Members of our NewStories Team have years of experience in designing and facilitating multi-stakeholder engagements. Some of the stories we like to share come from the work of Susan Virnig and Simone Poutnik.
Susan worked for several years with the Colville National Forest in Eastern Washington where a new plan was created which addressed the needs of lumbermen, wilderness advocates, bike-riders, horse people, backpackers and everyone else who used the forest. Over many months, small group dialogs discovered a critical underlying principle: there is enough forest for all of us. That principle was the foundation for a multi-year multi-stakeholder process that created a new plan that just about everyone could support. The process was built around dialog in cross-sector groups where month after month people grappled with different aspects of the plan weaving from small groups to the whole stakeholder community. One of the sweet, memorable statements from the final session was when the Mayor of a small timber community looked across the table at the Sierra Club representative she had been talking with for almost two years. “When we started andI saw we were going to be in a group together, I just wanted to go to my truck and get my gun and shoot you. Now, while I will never have the same passion for wilderness that you do, I am beginning to understand your passion and I know we can work together.”
In Northern Kenya a severe drought had led to tribal communities depending on charity. Caritas Austria invited several stakeholders to explore ways for communities to become self-reliant and sustainable.
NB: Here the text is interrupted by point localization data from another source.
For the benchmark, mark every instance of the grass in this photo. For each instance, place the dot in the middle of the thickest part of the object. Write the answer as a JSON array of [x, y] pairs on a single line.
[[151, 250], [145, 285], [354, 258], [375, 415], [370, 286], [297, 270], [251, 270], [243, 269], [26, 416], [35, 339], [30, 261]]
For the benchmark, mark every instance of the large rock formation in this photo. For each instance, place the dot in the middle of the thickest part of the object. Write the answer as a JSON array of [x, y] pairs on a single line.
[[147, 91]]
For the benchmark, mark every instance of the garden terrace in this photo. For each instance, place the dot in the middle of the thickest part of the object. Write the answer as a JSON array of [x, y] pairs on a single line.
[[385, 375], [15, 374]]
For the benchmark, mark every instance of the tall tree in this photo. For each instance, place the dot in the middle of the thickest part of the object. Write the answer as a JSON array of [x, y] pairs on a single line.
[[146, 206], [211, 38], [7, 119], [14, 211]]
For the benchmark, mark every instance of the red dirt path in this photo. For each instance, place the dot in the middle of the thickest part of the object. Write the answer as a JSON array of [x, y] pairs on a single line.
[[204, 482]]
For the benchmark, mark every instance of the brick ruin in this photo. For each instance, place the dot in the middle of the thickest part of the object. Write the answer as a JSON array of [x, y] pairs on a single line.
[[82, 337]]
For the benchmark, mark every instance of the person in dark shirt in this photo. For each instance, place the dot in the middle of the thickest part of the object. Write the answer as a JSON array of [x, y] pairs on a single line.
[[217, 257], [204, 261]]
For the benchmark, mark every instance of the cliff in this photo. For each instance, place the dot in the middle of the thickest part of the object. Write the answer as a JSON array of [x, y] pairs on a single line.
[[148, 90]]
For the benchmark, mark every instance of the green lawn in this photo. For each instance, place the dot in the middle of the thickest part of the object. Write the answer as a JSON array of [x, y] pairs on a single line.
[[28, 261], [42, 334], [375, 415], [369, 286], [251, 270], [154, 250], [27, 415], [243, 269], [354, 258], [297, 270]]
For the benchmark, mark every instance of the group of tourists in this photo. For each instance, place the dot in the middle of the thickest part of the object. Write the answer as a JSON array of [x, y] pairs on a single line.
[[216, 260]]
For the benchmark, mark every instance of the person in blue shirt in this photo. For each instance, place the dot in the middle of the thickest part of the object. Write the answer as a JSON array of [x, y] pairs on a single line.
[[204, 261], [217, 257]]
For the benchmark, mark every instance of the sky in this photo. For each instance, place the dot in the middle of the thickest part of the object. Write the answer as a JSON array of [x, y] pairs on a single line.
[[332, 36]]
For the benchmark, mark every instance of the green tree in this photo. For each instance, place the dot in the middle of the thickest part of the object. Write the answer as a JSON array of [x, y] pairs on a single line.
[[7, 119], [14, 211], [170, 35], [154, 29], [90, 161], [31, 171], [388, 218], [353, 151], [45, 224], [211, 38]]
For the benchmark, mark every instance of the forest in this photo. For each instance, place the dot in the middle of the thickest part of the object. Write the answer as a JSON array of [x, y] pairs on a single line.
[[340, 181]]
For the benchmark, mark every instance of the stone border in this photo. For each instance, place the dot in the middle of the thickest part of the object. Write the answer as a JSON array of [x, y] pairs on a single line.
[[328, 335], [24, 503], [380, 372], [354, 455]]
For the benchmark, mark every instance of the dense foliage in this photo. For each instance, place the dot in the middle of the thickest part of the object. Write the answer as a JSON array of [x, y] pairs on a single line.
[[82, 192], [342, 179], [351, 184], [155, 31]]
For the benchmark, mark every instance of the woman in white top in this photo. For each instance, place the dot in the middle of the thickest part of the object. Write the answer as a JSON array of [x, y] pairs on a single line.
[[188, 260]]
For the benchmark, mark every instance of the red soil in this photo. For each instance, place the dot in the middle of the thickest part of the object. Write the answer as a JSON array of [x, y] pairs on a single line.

They hired Simone to design the engagement process. It took several months and included a field trip to the various tribal communities to gather the wisdom and insights from tribal community members about past, present and future resilience practices. The second phase was a four-day knowledge conference. The purpose of this conference was to share knowledge and discuss feasible alternative practices for the future of pastoralists’ livelihood creation. Over four days a group of 45 stakeholders including members of rivaling tribal communities, researchers, local and international NGOs, donor agencies and government representatives engaged in story telling and solution finding activities. Outcomes included several actionable entrepreneurial ideas for community members and relationships with potential traders of goods they would produce. The conference also kicked off a series of capacity building workshops for local non-profits and a local network of organizations for building community resilience.
In 2015 Simone supported the Government of Tanzania’s Ministry of Education in a seven-week project to develop a national implementation plan for practical skills development across six economic growth sectors in Tanzania. The project was run in collaboration with the Ministry of Labor and Employment and the World Bank. Simone was the project manager and led a team of 20+ international and local colleagues that facilitated 170 participants from different government divisions, training institutions, business, non-profit and youth organizations during two co-creation workshops of three days and three weeks. The workshops resulted in a widely supported national strategy and implementation plan for skills development, fostered better relationships among stakeholders and ensured the plan also had an implementation process to carry it through, especially given upcoming elections in Tanzania. A year later the plan had been approved by the new government and moved towards the implementation stage.
When we create a space of respect, curiosity, and generosity and bring different ideas and perspectives forward, creativity blossoms in the middle.